31 Aug 2012

Pacific Forum leaders stay firm on Fiji

11:23 pm on 31 August 2012

Regional leaders have stayed firm in their determination to keep Fiji out of the Pacific Islands Forum for now and say it is important they present a united front.

The leaders met for their day-long retreat on the remote and picturesque Cook Islands atoll, One Foot Island, on Thursday as part of the three-day regional summit.

They agreed that Fiji will remain suspended if and when elections are held in 2014 as scheduled.

Cook Islands Prime Minister and forum chair Henry Puna said there was no great push to have Fiji reinstated.

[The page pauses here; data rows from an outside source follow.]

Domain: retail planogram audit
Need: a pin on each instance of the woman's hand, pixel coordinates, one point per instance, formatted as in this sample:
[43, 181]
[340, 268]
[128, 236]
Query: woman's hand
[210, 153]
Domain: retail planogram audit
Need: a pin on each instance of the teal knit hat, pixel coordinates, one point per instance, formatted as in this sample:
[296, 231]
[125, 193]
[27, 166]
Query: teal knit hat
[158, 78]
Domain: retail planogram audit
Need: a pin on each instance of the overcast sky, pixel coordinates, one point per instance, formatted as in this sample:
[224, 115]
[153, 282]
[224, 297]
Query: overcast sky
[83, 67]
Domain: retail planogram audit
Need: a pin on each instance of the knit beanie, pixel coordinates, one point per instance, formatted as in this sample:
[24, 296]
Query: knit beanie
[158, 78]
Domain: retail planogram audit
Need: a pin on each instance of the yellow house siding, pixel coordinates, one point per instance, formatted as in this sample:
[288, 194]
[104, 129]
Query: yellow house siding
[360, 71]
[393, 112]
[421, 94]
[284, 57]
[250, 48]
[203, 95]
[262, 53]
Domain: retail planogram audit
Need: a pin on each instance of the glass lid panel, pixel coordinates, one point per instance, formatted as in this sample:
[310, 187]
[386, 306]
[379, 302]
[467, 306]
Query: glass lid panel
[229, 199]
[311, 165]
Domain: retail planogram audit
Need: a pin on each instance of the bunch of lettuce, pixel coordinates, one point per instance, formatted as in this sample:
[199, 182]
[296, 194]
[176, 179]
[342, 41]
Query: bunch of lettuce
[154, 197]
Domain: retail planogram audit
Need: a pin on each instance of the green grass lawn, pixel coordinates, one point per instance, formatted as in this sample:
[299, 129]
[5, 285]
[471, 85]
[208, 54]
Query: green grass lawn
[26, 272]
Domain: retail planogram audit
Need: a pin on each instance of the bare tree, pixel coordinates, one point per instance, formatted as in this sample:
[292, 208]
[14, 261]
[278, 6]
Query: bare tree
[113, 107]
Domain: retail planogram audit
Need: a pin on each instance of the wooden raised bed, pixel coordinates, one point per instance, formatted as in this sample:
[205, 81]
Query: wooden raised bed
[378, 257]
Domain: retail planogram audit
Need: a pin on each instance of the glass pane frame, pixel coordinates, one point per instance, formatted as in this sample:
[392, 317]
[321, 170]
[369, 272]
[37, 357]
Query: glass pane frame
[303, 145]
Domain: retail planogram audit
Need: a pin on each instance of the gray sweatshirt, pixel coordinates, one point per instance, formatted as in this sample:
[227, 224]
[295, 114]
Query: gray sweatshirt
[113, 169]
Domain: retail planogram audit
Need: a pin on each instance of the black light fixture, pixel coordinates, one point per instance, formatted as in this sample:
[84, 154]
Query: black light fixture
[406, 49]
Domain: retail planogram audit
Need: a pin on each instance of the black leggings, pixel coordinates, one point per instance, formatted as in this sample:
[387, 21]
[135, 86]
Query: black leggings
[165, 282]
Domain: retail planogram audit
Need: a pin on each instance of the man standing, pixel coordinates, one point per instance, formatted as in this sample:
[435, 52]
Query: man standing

Mr Puna said the integrity of the forum depends on unity, but each country is doing its part to make sure that Fiji is not completely isolated.

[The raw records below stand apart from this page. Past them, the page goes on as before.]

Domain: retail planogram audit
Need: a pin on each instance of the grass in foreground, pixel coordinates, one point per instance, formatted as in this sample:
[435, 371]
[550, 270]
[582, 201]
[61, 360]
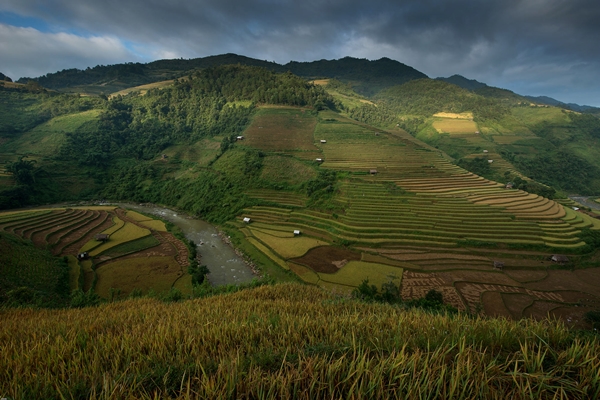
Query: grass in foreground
[287, 341]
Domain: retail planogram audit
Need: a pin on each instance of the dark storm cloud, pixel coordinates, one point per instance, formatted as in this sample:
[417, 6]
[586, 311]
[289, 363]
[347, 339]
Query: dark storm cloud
[543, 46]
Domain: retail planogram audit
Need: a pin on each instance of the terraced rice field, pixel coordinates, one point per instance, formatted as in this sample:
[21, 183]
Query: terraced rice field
[405, 206]
[139, 254]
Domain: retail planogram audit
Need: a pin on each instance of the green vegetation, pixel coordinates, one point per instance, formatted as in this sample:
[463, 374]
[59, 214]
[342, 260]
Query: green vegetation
[31, 276]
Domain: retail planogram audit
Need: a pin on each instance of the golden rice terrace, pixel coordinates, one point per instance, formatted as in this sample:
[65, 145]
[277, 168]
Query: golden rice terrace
[404, 213]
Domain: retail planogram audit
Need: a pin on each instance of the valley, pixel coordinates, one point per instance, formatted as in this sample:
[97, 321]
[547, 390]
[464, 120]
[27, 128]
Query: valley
[305, 190]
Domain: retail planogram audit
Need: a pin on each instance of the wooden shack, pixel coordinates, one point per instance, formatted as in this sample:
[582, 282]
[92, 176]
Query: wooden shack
[101, 237]
[559, 258]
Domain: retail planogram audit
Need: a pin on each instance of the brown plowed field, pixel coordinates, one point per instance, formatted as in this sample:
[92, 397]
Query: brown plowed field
[325, 258]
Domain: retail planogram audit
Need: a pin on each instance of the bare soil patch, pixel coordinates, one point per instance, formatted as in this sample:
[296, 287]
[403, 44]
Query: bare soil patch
[327, 258]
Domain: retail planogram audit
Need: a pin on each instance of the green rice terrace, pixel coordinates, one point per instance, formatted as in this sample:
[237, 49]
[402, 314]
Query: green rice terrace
[400, 211]
[108, 250]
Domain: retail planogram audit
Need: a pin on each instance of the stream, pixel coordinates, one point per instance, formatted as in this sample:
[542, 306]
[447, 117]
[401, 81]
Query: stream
[225, 266]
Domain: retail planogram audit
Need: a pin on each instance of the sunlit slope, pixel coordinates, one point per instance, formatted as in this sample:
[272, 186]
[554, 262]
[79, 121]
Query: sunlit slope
[410, 216]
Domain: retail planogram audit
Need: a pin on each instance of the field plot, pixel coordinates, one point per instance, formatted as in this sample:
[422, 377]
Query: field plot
[281, 129]
[158, 274]
[454, 125]
[405, 206]
[136, 243]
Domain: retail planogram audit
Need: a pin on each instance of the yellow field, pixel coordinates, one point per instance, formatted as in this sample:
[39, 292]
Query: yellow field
[127, 233]
[353, 273]
[143, 89]
[465, 115]
[107, 208]
[156, 273]
[154, 224]
[448, 125]
[288, 247]
[137, 216]
[93, 243]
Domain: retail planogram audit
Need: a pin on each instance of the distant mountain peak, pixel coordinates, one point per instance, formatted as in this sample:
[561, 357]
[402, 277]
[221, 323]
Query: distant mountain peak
[465, 83]
[4, 78]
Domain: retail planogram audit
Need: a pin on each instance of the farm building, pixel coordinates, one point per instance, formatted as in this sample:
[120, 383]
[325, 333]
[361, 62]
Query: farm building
[101, 237]
[559, 258]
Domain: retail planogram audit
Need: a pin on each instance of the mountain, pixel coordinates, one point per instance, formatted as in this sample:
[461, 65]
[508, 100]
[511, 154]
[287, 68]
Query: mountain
[568, 106]
[386, 189]
[366, 77]
[461, 81]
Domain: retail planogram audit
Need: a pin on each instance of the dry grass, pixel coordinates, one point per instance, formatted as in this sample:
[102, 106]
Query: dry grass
[287, 341]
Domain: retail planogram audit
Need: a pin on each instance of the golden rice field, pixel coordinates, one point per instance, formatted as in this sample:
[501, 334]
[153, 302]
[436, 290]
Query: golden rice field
[287, 341]
[454, 125]
[404, 206]
[139, 254]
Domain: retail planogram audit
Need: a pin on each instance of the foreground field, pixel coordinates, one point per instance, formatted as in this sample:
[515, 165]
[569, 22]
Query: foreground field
[403, 211]
[138, 255]
[287, 341]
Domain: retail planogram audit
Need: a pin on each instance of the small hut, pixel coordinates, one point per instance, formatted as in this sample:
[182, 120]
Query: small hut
[559, 258]
[101, 237]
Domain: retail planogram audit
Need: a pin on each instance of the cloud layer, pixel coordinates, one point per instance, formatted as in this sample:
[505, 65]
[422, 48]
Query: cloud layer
[538, 47]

New Zealand Prime Minister and outgoing chair John Key said in his five years of attending the forum, this was the least intense as far as Fiji was concerned, although countries do have differing views.

Mr Key said New Zealand is not taking it for granted that Fiji will hold elections in 2014, which is why its suspension from the Pacific Islands Forum will remain unchanged. New Zealand wants to encourage the positive signs being seen, but these should not be overstated.

"There's always a chance that (Fiji interim prime minister) Bainimarama won't go ahead with those elections. That's been the position in the past. So we'll take it one step at a time."

Mr Key said there are still significant problems - for example, calls for military immunity, and until the soldiers in Fiji return to the barracks, the nation won't be readmitted to the forum.

NZ to help nations protect fisheries

New Zealand is to commit an extra $10 million towards increasing surveillance and protection of fisheries in the Pacific.

Prime Minister John Key made the announcement on Friday at the forum.

The money takes New Zealand's total commitment to $50 million. It will target the management of long-line tuna and allow better surveillance, through satellite technology, to combat poaching by foreign countries.

The tuna fishery alone is estimated to be worth nearly $3 billion a year, with illegal fishing taking $500 - $600 million out of the region.

Foreign Affairs Minister Murray McCully has said many countries, including Asian and European nations, operate illegally in the Pacific.

He is reluctant to name the countries involved as he says individual ship owners are responsible.

"But we certainly think that there's a way to go before we've eradicated that sort of behaviour in the region and we need co-operation from all of the governments involved."